GR: “I take stock. I review. I don’t put my neck in a noose, where it is unmanageable. I set the tone early, so that I was able to control it and polish the jewel in the crown [Restaurant Gordon Ramsay], and then have several offshoots from that. So to answer the question in a nutshell, I pace myself. I think you can see quite clearly that I have never stopped still. Yes, we’ve come across some hurdles, but there is more to learn out of failure than from success. That is the difficult one when you’re seriously successful, because you stop learning. It is only when you have made a couple of big mistakes that you start to learn.”

In an article from Forbes’ restaurant guide in July, Peter Harden is quoted on Ramsay’s work at Aubergine restaurant in London, where he became head chef at 26, along the lines of: “The joke back in the early ’90s was that all the worst cooks on Earth were British. But Aubergine quickly became the kind of place that had a six-week waiting list.”
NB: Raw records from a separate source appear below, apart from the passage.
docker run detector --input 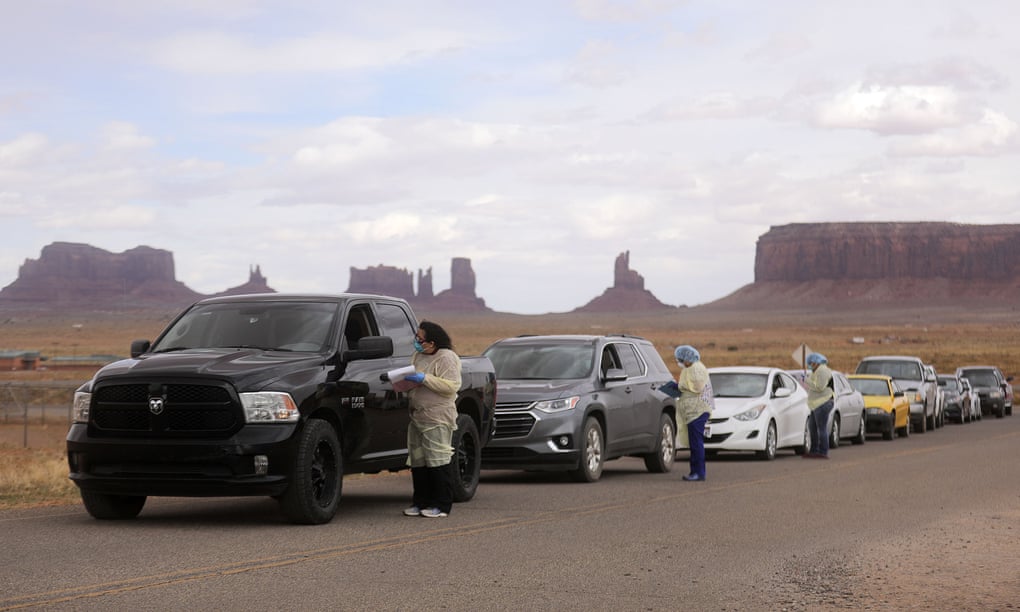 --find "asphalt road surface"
[0,416,1020,610]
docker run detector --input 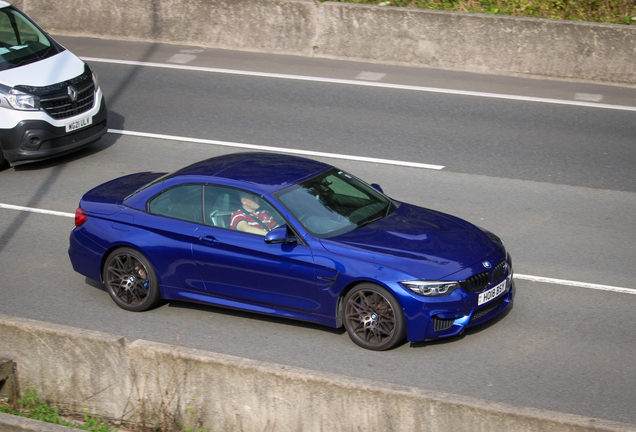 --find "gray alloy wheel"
[343,284,406,351]
[104,248,161,312]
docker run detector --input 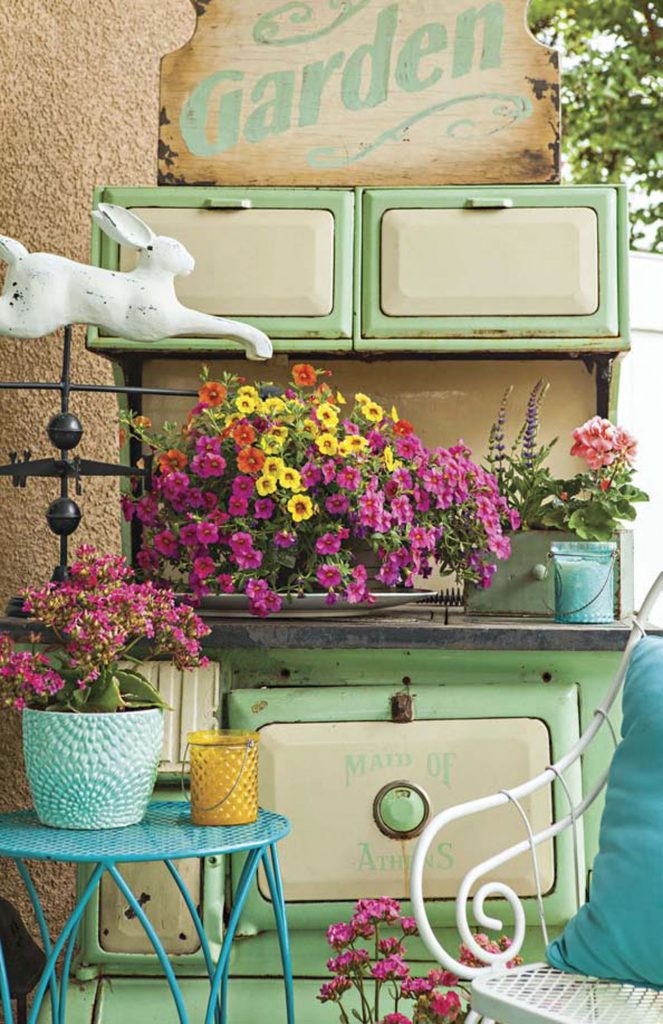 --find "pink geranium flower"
[571,416,637,470]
Scott Price, Ramsay’s last head chef at Verre, sees it straightforwardly. “Gordon is the leading chef of his generation. He has trained and inspired many people to better themselves, to spread their wings and develop their own ideas.” He then goes on to reveal the depth of his personal debt to Ramsay. “I started having issues with my knee and had to take some time off work. I really thought I wouldn’t be able to carry on cooking, let alone stay working with Gordon. When he found out, he sent me to his personal doctor and physiotherapist. He helped me get back on track. Then offered me the executive chef job here in Dubai. So I owe him a lot. Gordon was always very firm and fair; he always took the time to explain what you were doing wrong, or suggest a better way to do things. There’s a perception about him berating his staff unnecessarily that isn’t really true. Working in a busy restaurant kitchen, where guests are paying a lot of money for the food, the environment is pressured and there’s just no time for any minced words.”
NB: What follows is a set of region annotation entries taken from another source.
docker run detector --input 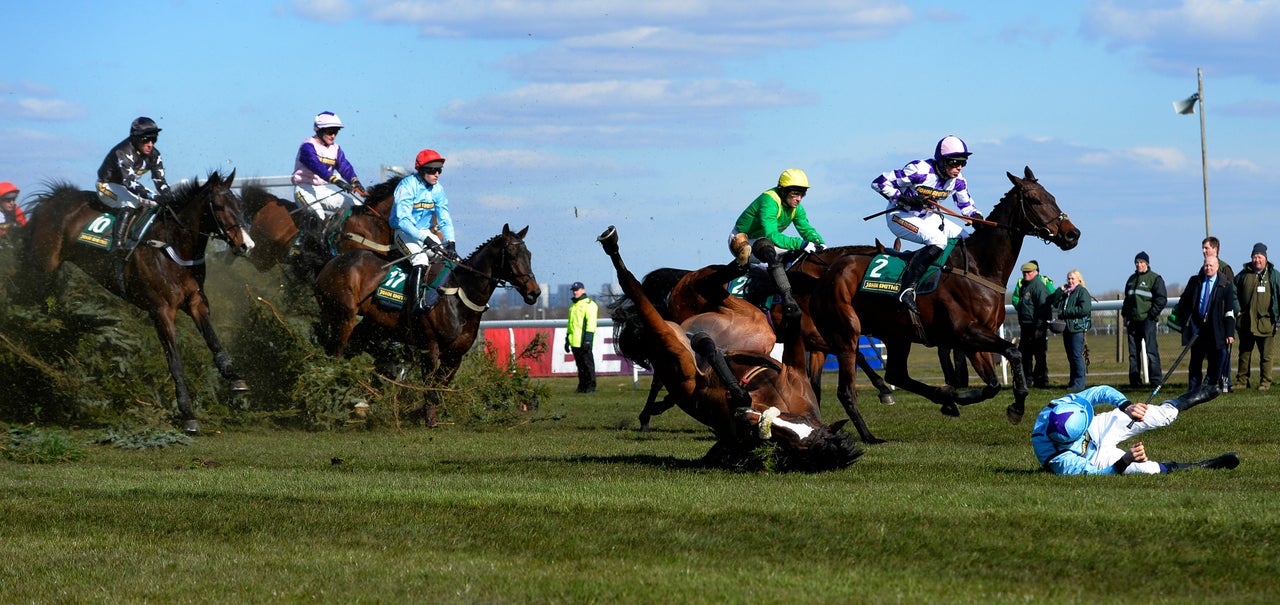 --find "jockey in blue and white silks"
[389,150,456,311]
[292,111,365,230]
[872,136,982,312]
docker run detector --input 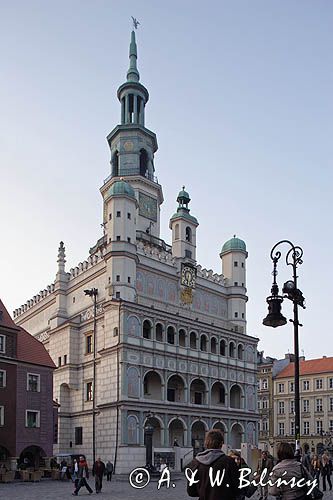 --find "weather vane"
[131,16,140,30]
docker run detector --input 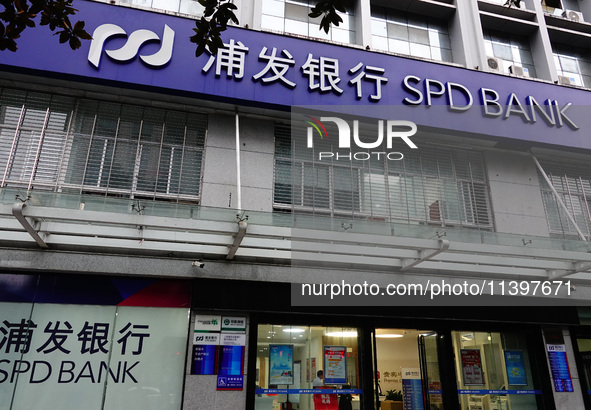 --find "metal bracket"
[226,220,248,260]
[400,239,449,271]
[547,262,591,280]
[12,200,49,248]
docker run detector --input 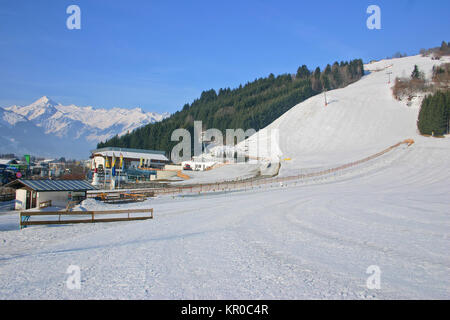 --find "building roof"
[6,180,97,191]
[0,159,18,164]
[91,147,166,155]
[92,147,169,161]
Ramsay’s relationship with his team is also very clearly based on two-way traffic. Throughout our conversation he makes continued reference to the chefs who have grown under him. He speaks of being proud of what Jason Atherton and Angela Hartnett have achieved. He speaks with great warmth about chef Clare Smyth’s difficult start in life (she ran away from home at 16) turning into a dazzling career as “the hottest female chef in Europe”. He then goes on to list at least four more of his well-known protégés in a careful bid to not “single out just one individual”. He talks of his plans from the outset for Restaurant Gordon Ramsay in London to become “a hub to propel talent”. His place, as he sees it, is to provide growth. To the chefs who work for him, and therefore to the future industry they will go on to build, dish by dish, masterpiece by masterpiece.

As for himself, Ramsay’s plans are simple. “I couldn’t be more excited about bringing Bread Street Kitchen here next month,” he says with a smile.

“I’ve missed Dubai. And now I’m back. With a bang.”
Gordon Ramsay’s Bread Street Kitchen will open at Atlantis The Palm, Friday October 23. Atlantis The Palm, Palm Jumeirah (04 426 2626).